Personal information
- Born: 15 April 1900 Mooroopna, Victoria
- Died: 23 June 1944 (aged 44) Euroa
- Original teams: Assumption College, Mooroopna
- Debut: 1922, Richmond vs. Carlton
- Height: 187 cm (6 ft 2 in)
- Weight: 79 kg (174 lb)

Playing career^{1}
- Years: Club / Games (Goals)
- 1922–1924, 1926–1927: Richmond / 59 (22)
- ^{1} Playing statistics correct to the end of 1927.

= Angus MacIsaac (footballer) =

Australian rules footballer

Angus MacIsaac (15 April 1900 – 23 June 1944) was an Australian rules footballer who played in the VFL between 1922 and 1924 and then again in 1926 and 1927 for the Richmond Football Club.

Angus MacIsaac was a follower who played 59 games for the Tigers between 1922 and 1927. After commencing with the Tigers midway through the 1922 season, MacIsaac established himself in 1924 as one of the stars of the team playing every game. His efforts won him Richmond's most improved player trophy. He played in two final series but unfortunately the Tigers finished second in both years (1924 and 1927). MacIsaac had a great leap and a tremendous reach, which made him a very effective ruckman. At 187 cm, MacIsaac was the tallest player on the Richmond list for most of his career.
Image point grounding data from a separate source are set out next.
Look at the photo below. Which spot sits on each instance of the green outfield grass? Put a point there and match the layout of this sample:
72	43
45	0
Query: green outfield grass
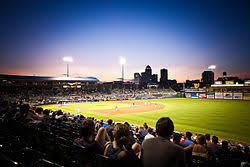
224	118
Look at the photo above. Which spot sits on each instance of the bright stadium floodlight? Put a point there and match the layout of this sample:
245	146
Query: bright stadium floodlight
68	60
212	67
122	62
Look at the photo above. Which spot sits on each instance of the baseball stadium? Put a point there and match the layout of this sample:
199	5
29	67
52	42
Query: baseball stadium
43	109
118	83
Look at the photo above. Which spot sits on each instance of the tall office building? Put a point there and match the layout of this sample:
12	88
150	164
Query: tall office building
164	77
148	70
137	78
146	77
208	78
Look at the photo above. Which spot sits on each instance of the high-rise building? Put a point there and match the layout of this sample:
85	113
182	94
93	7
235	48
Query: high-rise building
154	78
164	74
137	78
145	77
148	70
164	77
208	78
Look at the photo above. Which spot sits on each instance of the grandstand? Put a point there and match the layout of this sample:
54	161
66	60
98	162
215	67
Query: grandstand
32	136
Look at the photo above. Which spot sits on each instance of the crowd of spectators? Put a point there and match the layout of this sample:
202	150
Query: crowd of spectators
33	136
46	95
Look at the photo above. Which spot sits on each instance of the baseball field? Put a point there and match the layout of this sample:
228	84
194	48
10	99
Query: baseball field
224	118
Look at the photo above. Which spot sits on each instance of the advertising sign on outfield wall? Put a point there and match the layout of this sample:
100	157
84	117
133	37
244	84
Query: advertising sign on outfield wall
188	95
237	96
210	95
202	95
219	95
228	96
246	96
194	95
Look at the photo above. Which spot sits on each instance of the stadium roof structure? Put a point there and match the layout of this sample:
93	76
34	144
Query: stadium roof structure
39	78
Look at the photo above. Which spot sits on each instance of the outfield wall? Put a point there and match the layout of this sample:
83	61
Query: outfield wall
218	95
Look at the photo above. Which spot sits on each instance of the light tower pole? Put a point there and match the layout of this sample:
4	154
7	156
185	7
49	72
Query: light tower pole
67	60
122	62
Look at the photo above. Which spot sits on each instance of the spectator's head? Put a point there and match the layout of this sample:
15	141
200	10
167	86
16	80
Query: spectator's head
215	139
177	138
87	128
46	112
122	135
109	121
189	135
201	139
164	127
126	123
39	110
207	136
224	145
150	131
24	108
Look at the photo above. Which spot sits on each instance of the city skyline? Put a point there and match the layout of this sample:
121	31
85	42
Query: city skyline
185	38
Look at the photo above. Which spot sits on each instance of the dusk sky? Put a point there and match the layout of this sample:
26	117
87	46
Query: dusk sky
183	36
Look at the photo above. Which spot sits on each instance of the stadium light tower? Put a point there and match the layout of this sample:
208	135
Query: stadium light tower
122	62
68	60
212	67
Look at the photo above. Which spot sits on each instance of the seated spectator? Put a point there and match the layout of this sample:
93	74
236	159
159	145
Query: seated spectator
177	139
224	148
160	151
150	134
207	136
25	114
121	148
143	131
187	141
214	145
87	131
200	148
131	132
110	129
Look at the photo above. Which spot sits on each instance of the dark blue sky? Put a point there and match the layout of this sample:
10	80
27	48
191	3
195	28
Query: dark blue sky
183	36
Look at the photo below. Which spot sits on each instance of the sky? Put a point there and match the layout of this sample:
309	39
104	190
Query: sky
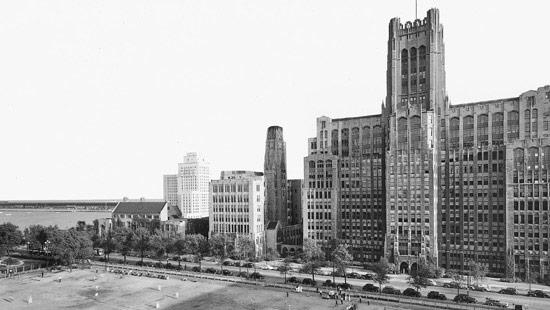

He is believed to be the first Assumption College Kilmore old boy to play league football.

However, MacIsaac is most widely remembered as one of the two players over whom great debate raged in 1924. The debate was about whether one could continue to play football in the VFL and the mid-week country competitions after the VFL introduced a poorly drafted rule midway through that season. Collingwood protested against Richmond including MacIsaac and fellow Goulburn Valley player McCaskill in the team that defeated the Magpies in the second last round. While the protest was dismissed, MacIsaac was ordered to stand out of country football on the eve of the country finals.

After Richmond's season had finished, MacIsaac was persuaded by his country team to play in the grand final for Mooroopna. MacIsaac argued that he was entitled to play as the VFL season had finished and the VFL amended the rule to allow him to play in both competitions before the 1925 season commenced. However, the Permit and Umpire Committee debarred him from playing 'at the pleasure of the Committee' for not following their order.

Various appeals during the 1925 season were either dismissed or ignored and he was only allowed to play football again midway through the 1926 season after significant pressure was placed on the committee by the Tigers and the Goulburn Valley Football League.

MacIsaac played a further 23 games in the 1926 and 1927 seasons. Following the Tigers defeat by the Magpies in the 1927 final, MacIsaac left to become captain–coach of South Bendigo and subsequently Sale before finishing his playing days back as captain of Mooroopna in 1934.

He died when his car was hit by a train near Euroa, Victoria in June 1944.